Methods:: After local Ethics Committee approval, 60 clinically brain‐dead patients were investigated. End‐tidal CO2 was continuously recorded before, during and after the apnoea test. Arterial blood gases were sampled immediately before and after the apnoea test for calculation of the carbon dioxide partial pressure‐end‐tidal CO2 gradient.
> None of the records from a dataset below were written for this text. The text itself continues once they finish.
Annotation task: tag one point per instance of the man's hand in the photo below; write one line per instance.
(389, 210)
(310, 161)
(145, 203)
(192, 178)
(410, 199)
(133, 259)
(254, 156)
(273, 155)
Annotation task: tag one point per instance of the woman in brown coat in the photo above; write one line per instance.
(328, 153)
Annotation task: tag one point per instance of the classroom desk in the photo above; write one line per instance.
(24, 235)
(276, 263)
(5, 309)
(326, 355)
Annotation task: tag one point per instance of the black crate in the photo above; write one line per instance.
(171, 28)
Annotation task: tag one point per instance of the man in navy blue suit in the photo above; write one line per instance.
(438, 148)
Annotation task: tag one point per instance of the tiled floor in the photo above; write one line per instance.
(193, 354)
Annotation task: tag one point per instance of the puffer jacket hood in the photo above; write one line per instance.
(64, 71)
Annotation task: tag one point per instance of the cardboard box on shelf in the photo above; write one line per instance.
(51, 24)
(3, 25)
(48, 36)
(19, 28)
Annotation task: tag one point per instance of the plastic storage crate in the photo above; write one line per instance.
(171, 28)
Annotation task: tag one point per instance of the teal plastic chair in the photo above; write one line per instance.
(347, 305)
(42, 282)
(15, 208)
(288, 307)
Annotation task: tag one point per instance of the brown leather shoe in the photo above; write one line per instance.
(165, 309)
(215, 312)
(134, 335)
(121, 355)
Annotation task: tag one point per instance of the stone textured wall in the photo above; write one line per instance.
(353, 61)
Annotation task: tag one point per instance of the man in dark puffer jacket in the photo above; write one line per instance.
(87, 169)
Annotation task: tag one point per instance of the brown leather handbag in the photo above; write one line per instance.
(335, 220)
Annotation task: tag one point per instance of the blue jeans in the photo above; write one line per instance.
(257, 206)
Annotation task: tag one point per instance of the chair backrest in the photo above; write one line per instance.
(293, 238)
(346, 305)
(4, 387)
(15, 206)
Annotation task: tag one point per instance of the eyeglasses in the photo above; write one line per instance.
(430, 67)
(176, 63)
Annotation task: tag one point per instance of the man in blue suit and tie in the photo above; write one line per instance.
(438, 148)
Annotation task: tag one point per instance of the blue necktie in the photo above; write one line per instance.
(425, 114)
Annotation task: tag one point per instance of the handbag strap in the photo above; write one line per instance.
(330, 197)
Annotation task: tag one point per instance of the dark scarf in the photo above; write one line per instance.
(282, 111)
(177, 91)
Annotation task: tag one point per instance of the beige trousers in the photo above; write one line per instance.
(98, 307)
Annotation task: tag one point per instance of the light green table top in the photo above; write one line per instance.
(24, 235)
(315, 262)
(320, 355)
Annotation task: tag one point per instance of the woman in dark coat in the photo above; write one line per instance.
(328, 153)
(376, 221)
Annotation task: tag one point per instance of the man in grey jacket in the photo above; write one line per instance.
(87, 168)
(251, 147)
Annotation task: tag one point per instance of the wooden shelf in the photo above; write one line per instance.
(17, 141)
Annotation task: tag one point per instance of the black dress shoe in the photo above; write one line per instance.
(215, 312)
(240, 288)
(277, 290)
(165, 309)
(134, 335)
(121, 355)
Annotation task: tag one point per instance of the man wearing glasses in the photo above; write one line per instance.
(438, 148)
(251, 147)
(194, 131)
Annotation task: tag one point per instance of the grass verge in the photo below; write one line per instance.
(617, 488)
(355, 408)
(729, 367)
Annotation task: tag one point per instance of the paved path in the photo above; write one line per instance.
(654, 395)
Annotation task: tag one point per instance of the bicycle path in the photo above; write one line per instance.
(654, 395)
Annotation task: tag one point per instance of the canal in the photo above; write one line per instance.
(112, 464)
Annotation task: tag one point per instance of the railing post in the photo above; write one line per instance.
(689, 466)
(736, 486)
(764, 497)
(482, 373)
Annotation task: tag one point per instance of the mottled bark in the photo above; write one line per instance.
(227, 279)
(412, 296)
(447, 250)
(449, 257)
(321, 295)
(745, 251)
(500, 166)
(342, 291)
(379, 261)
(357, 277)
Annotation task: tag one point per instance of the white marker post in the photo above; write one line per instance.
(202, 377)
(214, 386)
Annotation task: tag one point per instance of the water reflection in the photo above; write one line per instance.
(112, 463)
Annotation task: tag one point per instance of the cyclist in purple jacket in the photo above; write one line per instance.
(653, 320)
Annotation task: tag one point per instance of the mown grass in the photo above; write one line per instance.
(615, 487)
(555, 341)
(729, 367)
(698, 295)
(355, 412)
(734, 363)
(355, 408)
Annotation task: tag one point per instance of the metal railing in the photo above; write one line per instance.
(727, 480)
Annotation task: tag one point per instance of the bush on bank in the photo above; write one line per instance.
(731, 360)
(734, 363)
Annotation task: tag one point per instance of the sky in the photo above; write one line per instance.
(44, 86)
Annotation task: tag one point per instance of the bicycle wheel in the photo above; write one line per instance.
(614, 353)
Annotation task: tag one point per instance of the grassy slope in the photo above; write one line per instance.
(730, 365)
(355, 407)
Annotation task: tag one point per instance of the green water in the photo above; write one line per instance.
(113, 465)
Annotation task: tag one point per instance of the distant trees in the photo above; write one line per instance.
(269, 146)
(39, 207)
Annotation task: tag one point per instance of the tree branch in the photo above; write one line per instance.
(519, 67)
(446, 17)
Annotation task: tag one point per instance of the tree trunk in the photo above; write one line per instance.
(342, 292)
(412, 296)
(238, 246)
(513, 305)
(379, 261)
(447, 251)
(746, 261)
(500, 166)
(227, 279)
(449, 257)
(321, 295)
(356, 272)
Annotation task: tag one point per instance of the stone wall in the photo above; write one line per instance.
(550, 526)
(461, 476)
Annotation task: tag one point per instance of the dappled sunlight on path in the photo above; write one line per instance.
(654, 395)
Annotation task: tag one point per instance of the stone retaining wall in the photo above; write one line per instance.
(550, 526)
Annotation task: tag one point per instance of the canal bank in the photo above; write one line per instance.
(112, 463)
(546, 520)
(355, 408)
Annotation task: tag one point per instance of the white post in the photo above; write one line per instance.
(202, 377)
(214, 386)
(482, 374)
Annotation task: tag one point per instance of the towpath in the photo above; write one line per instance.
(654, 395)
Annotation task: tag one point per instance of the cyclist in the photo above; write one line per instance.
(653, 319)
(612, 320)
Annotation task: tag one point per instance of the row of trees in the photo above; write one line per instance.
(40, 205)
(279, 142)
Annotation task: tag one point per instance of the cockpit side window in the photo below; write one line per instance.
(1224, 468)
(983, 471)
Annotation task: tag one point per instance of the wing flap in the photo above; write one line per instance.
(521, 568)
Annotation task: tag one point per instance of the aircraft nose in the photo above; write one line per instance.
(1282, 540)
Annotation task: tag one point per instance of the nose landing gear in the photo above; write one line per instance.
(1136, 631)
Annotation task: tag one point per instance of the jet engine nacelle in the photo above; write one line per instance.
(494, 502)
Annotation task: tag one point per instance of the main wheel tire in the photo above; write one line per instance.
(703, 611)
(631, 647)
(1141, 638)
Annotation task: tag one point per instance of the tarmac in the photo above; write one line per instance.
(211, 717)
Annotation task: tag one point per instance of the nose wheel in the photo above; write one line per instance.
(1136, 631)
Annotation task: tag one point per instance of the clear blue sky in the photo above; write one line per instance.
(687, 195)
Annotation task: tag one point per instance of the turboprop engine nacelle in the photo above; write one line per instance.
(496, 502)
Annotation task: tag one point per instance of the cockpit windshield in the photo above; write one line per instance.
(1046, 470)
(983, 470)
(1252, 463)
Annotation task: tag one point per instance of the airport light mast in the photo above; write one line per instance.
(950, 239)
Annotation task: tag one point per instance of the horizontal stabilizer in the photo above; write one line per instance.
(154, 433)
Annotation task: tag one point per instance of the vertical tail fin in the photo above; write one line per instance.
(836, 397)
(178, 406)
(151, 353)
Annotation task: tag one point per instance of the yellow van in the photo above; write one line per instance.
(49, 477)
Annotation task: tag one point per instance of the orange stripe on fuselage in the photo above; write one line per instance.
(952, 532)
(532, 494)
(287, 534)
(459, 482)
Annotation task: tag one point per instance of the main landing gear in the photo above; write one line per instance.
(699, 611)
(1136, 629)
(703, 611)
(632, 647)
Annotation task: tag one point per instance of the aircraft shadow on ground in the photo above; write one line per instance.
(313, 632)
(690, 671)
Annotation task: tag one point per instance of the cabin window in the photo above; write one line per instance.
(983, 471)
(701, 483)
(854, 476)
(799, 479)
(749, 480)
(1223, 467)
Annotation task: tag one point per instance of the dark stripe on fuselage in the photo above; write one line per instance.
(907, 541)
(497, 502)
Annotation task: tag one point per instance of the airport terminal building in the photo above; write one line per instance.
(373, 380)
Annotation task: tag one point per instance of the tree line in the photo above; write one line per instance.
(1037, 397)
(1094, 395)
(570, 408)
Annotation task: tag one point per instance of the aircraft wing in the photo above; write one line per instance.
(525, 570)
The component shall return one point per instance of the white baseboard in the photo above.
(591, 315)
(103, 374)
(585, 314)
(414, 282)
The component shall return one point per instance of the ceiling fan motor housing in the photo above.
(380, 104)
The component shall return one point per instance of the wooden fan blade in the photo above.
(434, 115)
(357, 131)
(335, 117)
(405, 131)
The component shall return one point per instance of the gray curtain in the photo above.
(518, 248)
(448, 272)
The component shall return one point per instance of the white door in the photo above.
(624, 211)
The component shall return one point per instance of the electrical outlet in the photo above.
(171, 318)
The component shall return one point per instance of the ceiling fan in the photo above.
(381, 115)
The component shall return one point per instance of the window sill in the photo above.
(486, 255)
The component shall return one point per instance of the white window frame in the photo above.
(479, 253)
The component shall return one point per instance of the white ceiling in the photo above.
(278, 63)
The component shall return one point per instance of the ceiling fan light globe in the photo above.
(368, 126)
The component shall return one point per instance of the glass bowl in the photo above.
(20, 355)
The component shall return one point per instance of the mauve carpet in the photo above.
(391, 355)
Results:: The apnoea test was clinically positive in 58 patients, whereas end‐tidal CO2 was equal to 0 during the apnoea. During the 20‐min apnoea test, carbon dioxide partial pressure increased from 40 ± 7 to 97 ± 19 mmHg (P < 0.001) with a rate of 2.8 ± 0.9 mmHg min−1, end‐tidal CO2 increased from 31 ± 6 to 68 ± 17 mmHg (P < 0.001) and carbon dioxide partial pressure‐end‐tidal CO2 gradient increased from 9 ± 4 to 29 ± 10 mmHg (P < 0.001). In two patients, the apnoea test was clinically negative because of the occurrence of spontaneous respiratory movements, whereas capnography showed contemporaneously significant increases in end‐tidal CO2.
Conclusions:: End‐tidal CO2 should be systematically monitored and recorded, at least for medico‐legal considerations, during the apnoea test in brain‐dead patients. The high variability in the carbon dioxide partial pressure‐end‐tidal CO2 gradient increase precludes any extrapolation of the carbon dioxide partial pressure from the end‐tidal CO2 at the end of the apnoea test.